ASK KATE #4: How did you come up with the concept 'You might die tomorrow?'


Dear Ryan,

I'll never forget it. The date was July 11, 2015. I was sitting in a café in Austin, and BANG! It hit me like a bolt of lightning.

Prior to that day, I had been dealing with some very real and disruptive fears of dying. It was taking over my life: I'd think about dying as I crossed every intersection, I'd imagine (kind of like a daymare) that I got a call that my mom had died or that my then-husband wouldn't be coming home, and I'd spend inordinate quantities of time thinking about whether anyone would find out if I died or show up to my memorial. It was affecting my sleep, my mood, and causing a lot of stress. In short: it f*cking sucked. 

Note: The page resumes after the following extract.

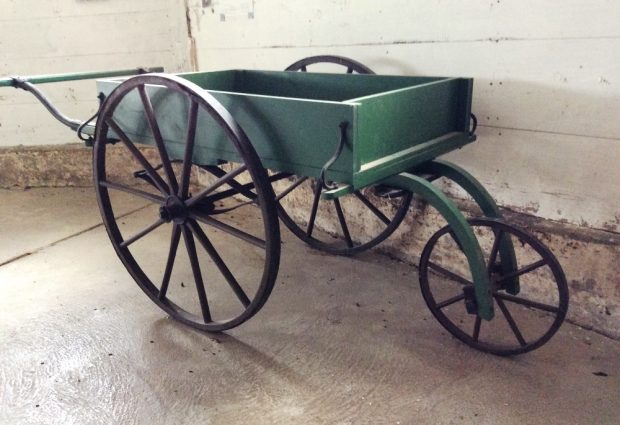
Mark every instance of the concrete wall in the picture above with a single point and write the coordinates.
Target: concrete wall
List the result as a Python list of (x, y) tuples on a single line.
[(44, 37), (547, 87), (546, 93)]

That day in the café, I had this epic realization: I have absolutely no control over when or how I die, but I have complete control of how I live until that moment comes. 

When that lightbulb went off for me -- when I finally embraced the aspect of mortality that sets you free -- my entire life changed for the better. I have never lived more vibrantly. I don't know that I could say it better than Steve Jobs: 

“Remembering that I’ll be dead soon is the most important tool I’ve ever encountered to help me make the big choices in life. Because almost everything — all external expectations, all pride, all fear of embarrassment or failure — these things just fall away in the face of death, leaving only what is truly important. Remembering that you are going to die is the best way I know to avoid the trap of thinking you have something to lose. You are already naked. There is no reason not to follow your heart.”

— Steve Jobs

See, life is hard. And can seem absurdly complex. But when you remember you're going to die and you have no idea when, life becomes simple. You'll start to live more in the present moment. You'll hesitate less to tell people you love them. You'll realize that enjoying yourself is as good a life's purpose as any. I'm pretty certain you'll notice more often how damn beautiful the sky can be. 

So, the realization that I could die tomorrow, or next week, or in five or fifty years has made me a more joyful and exuberant person, and I write on this website, print stickers, and work on books to share it with you, my friend, in hopes you can live like you might die tomorrow, too.